The Austin American-Statesman called it the Injunction Bowl and ran stories every day for almost two weeks leading up to the game. When Friday night finally came, we sat on the visitors’ side, across the field from what looked like all of Taylor, Georgetown, and Leander. Some enterprising fans had flipped the appropriate seats in the empty upper deck to spell out “Taylor Ducks.” By the end of the first quarter, a Westlake kid had snuck up there and changed the D to an S.

On the field we were treated to what baseball fans call a pitchers’ duel. The source of all the controversy, our quarterback Todd Maroney, had broken the thumb on his throwing hand in practice that week, and without him we were incapable of moving the ball. The score was knotted 7—7 at halftime, and as our offense bogged down further in the second half, the Chaps fans grew frantic.

For most of the game, I sat far from the student section, with some buddies who’d already gone off to college, guys who now thought the whole high school thing was a joke. After Taylor went up 14—7 with six minutes to play, I moved down with the kids. There, things were different, with girls crying and guys cussing. We still trailed by 7 when, with 35 seconds left and the Chaps at midfield, our coach finally sent in Maroney.

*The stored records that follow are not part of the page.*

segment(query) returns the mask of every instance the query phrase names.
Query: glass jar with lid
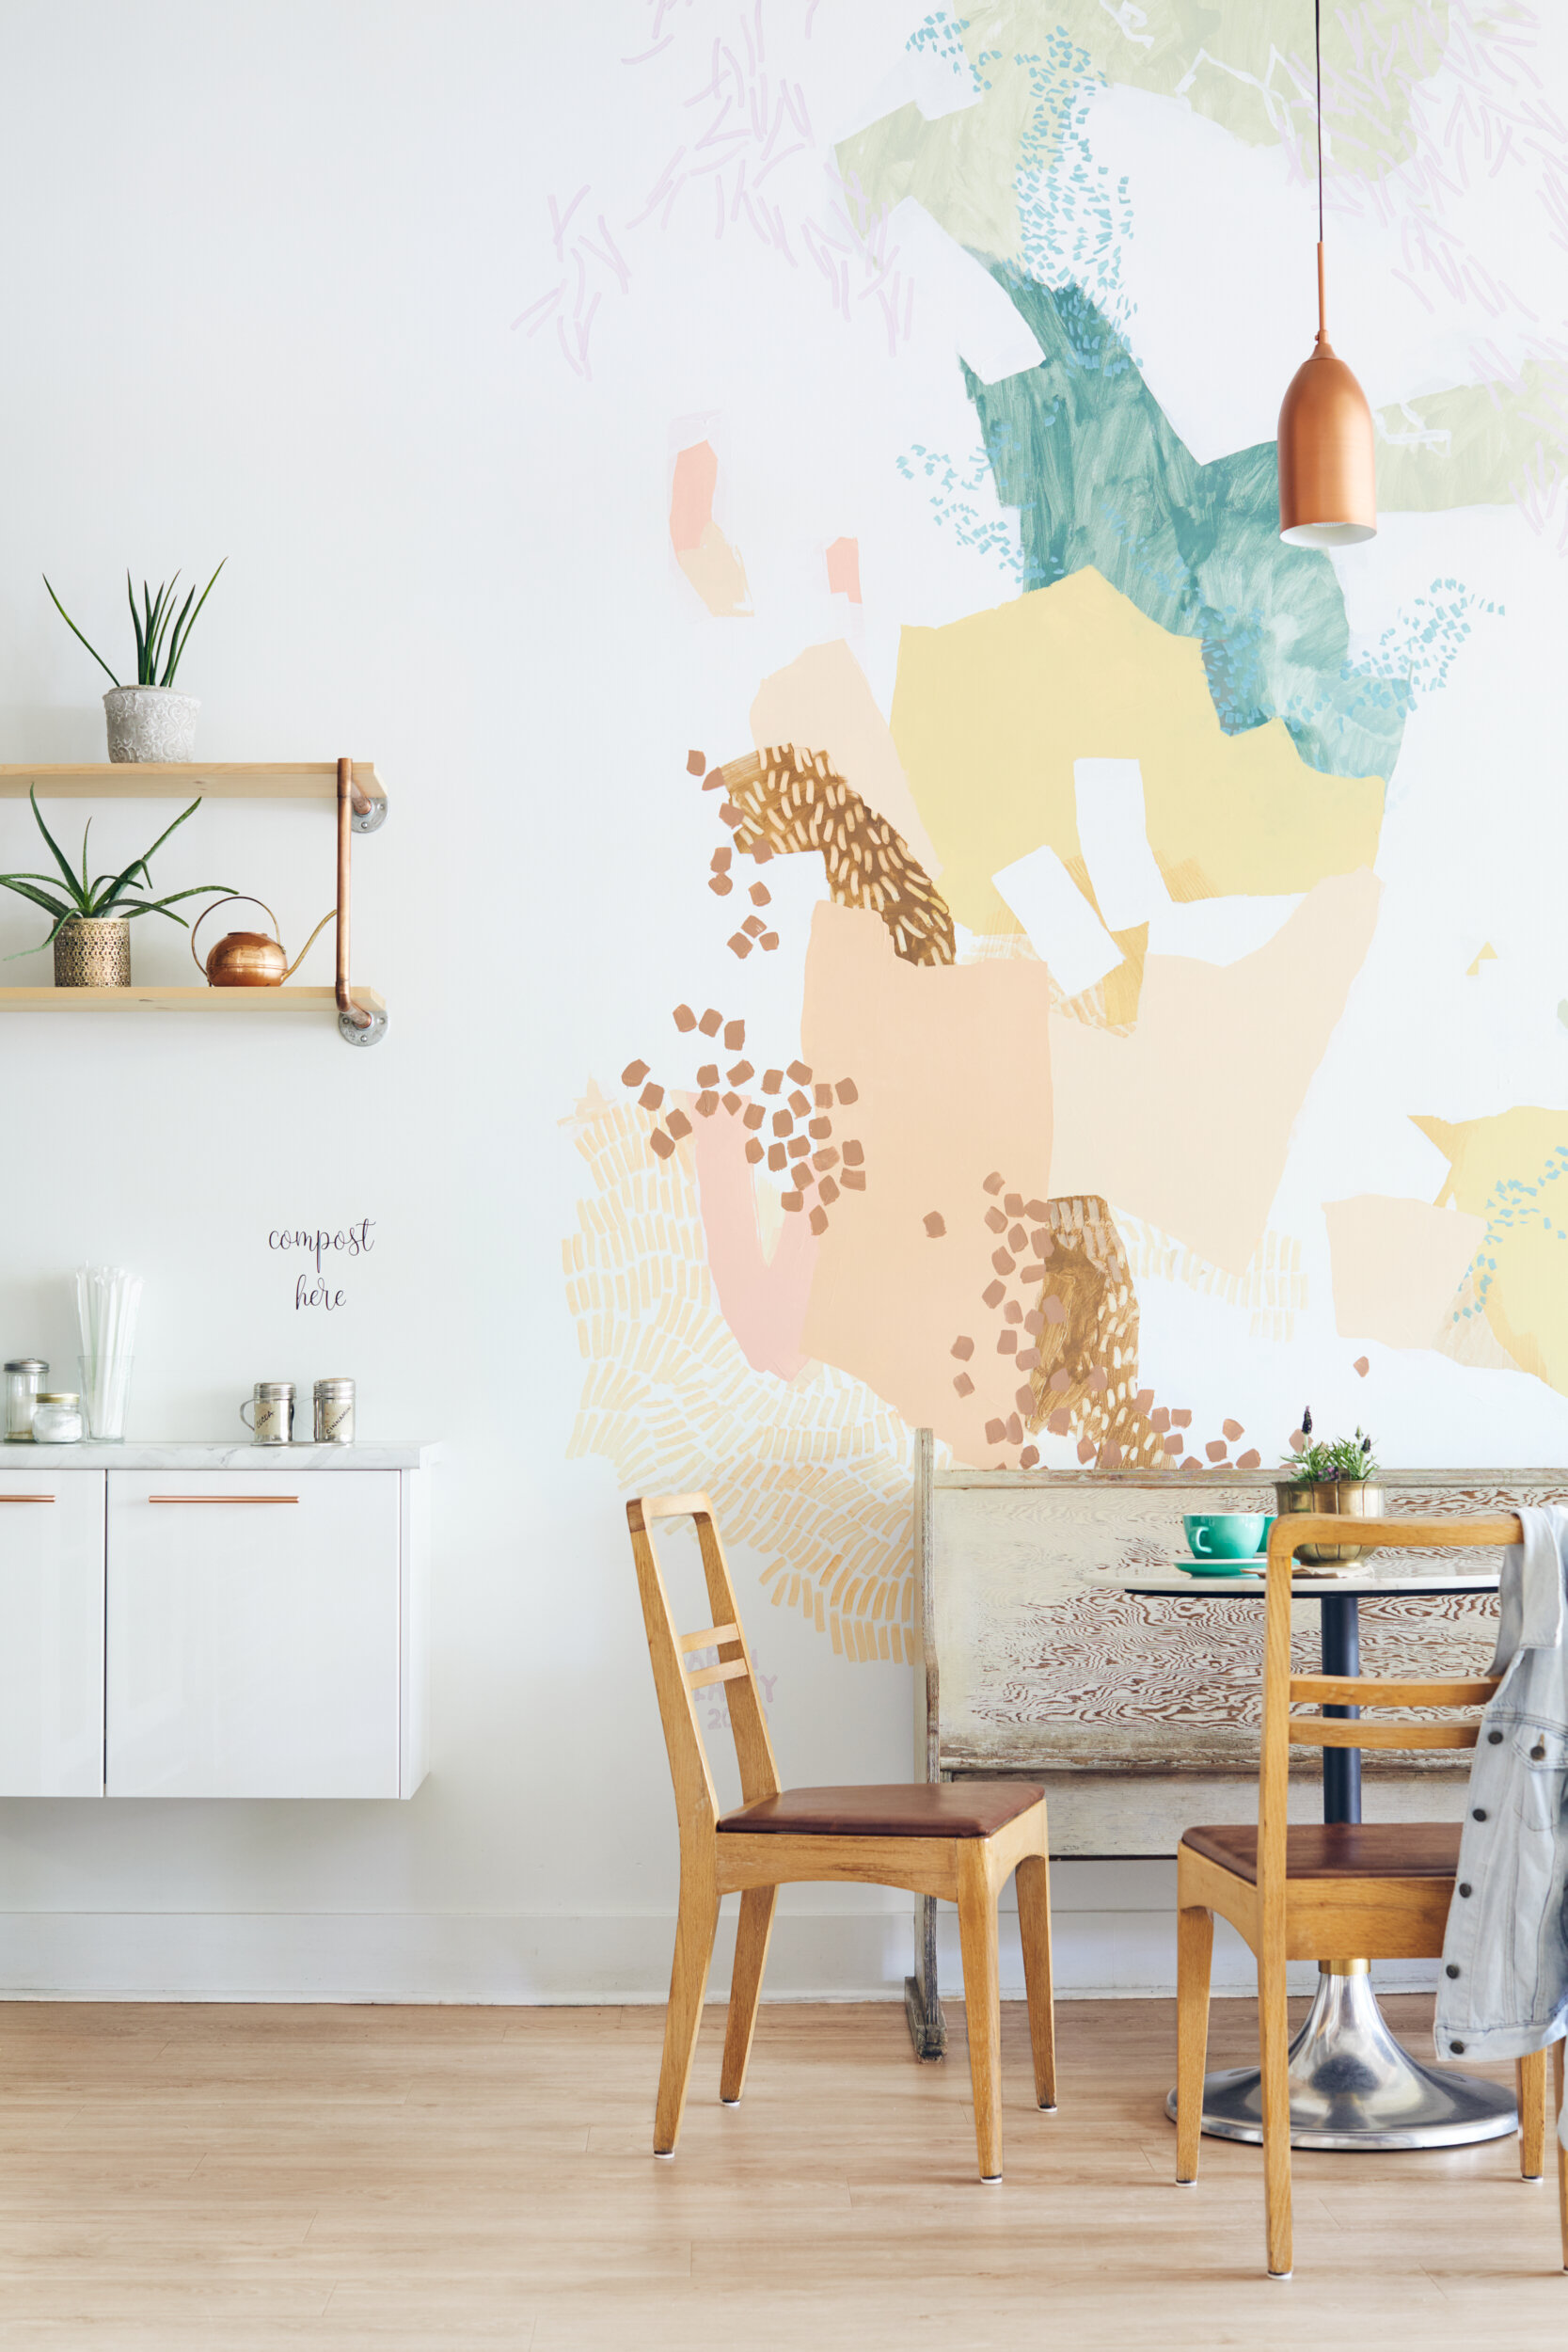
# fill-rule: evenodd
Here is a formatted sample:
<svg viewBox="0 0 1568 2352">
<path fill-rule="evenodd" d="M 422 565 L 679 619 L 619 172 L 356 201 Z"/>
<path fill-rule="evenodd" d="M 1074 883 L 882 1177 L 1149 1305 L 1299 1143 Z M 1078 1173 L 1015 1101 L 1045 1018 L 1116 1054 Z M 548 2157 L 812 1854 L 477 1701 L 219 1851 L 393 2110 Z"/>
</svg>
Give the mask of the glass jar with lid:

I saw the Chaps faithful erupt, everyone babbling loudly about salvation and justice. With two quick plays, Maroney moved us inside the Ducks’ 30-yard line. Then he dropped back to pass and threw straight into the hands of a small Taylor defensive back.

The next few events seemed to unfold in slow motion. The Taylor player had a clear path down the near sideline. As he ran for the end zone, he started to taunt us. Then the biggest, meanest linebacker we had jumped from the bench and laid a shoulder into the kid, picking him up like a sock monkey in a pit bull’s mouth. We thought the kid might be dead. A free-for-all brawl broke out between the players. The Taylor stands emptied while we sat in shock. A Westlake player threw his helmet across the field at a circle of Taylor coaches. It could have killed someone. After order was restored, Taylor ran out the clock, and we drove back to Westlake as losers.

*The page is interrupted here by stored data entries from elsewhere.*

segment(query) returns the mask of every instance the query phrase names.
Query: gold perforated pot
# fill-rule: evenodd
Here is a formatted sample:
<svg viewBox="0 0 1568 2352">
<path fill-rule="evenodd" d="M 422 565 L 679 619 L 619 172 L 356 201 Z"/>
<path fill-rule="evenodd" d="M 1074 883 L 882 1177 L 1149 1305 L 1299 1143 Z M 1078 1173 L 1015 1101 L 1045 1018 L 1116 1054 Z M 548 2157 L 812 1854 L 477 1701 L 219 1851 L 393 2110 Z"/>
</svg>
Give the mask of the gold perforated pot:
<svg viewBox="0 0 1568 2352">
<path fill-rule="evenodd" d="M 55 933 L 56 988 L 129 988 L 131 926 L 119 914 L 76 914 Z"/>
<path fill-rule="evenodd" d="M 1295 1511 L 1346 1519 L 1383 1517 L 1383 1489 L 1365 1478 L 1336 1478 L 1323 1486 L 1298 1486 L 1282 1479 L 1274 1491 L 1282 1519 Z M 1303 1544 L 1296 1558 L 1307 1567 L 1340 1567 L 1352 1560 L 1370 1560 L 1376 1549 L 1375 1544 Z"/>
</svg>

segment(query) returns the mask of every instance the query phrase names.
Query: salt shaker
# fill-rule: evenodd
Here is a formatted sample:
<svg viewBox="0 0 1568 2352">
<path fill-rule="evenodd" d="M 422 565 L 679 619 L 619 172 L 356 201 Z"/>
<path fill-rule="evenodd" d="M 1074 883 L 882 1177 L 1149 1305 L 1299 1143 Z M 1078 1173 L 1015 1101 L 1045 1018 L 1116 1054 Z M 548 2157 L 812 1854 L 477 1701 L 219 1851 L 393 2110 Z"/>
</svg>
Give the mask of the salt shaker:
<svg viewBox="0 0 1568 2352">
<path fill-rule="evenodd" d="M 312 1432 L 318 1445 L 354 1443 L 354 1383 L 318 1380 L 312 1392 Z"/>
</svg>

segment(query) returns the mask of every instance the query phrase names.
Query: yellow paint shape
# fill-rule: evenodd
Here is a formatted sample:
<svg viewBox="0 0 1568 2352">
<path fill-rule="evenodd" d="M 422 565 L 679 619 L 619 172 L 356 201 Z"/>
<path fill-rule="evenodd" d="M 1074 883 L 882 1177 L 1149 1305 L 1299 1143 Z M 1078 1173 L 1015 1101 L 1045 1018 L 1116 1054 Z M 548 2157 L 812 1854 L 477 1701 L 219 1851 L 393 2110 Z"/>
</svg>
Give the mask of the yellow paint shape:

Our coach handled the situation as a gentleman should, promising his players that he’d resign if they ever broke down that way again. But the cement was already dry on what was now our statewide reputation.

A BUDDY WHO PLAYED in that game later won a football scholarship to Austin College, in Sherman, where he had a teammate who’d been an opponent in high school. They became friends, and the old opponent liked to joke that when he lined up against us, our offensive line smelled like Polo cologne.

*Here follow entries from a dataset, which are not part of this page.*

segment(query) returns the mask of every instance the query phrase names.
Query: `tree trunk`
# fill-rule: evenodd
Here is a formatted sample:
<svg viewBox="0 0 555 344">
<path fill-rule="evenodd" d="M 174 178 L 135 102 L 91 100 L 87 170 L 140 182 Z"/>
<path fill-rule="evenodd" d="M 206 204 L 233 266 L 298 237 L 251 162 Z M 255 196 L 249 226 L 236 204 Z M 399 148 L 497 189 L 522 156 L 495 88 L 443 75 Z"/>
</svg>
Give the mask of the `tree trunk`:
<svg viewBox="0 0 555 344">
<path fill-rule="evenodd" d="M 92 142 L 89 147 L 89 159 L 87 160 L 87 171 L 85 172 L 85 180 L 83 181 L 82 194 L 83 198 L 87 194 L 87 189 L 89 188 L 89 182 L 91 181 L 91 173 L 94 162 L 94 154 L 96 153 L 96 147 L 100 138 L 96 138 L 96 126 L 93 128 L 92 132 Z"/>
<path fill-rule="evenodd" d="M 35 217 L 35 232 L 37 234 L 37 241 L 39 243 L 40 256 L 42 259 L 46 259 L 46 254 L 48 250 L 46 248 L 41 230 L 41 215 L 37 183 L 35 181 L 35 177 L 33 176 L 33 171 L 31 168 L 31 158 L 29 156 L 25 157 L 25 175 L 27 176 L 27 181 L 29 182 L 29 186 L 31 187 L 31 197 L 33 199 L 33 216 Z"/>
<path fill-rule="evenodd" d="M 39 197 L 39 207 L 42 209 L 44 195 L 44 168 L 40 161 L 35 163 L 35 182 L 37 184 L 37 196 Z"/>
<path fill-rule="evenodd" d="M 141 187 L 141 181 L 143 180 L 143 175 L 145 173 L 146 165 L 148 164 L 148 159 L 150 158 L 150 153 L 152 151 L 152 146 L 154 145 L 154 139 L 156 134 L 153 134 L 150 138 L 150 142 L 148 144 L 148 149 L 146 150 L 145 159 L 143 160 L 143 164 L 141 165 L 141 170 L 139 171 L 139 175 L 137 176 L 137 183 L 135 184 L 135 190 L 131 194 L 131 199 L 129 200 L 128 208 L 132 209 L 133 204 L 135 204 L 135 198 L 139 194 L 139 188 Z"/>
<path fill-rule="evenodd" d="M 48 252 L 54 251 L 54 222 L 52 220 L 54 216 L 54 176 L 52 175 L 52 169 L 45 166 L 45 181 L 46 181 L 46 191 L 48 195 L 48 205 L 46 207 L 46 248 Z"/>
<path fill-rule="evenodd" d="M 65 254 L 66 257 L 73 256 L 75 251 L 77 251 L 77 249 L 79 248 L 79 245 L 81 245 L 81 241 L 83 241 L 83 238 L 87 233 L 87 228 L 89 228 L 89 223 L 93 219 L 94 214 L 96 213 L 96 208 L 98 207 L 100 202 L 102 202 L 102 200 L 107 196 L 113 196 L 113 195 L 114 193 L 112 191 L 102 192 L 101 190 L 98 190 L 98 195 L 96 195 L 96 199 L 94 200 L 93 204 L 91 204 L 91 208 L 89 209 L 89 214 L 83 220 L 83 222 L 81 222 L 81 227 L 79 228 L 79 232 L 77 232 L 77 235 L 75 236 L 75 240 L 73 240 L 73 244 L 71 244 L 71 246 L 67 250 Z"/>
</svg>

I stayed in Austin for college, attending UT and making friends with some Taylor High exes. High school was over, and we got along great, though they did give me hell when Westlake made the papers for things like installing artificial turf on the football field, wrecking a hotel on prom night, and writing unforgivable racial slurs on the visitors’ bleachers at a homecoming game.

Westlake’s official response was to circle the wagons, and the common refrain thrown up in defense was one I’d heard often: “We’re in a fishbowl here, and everybody’s waiting to take a shot at us.” It was true. The papers didn’t give the same space to our football team’s wins or our National Merit Scholars. But it’s also true that the Chaps seldom bothered to look out of that fishbowl glass at the rest of the world, and that was a part of the problem.

My own reaction was a mix of embarrassment and regret. I’d been part of the problem as well. And though I never went so far as to say “Austin” instead of “Westlake” when people asked where I was from, I did occasionally catch myself wearing my dad’s old expression.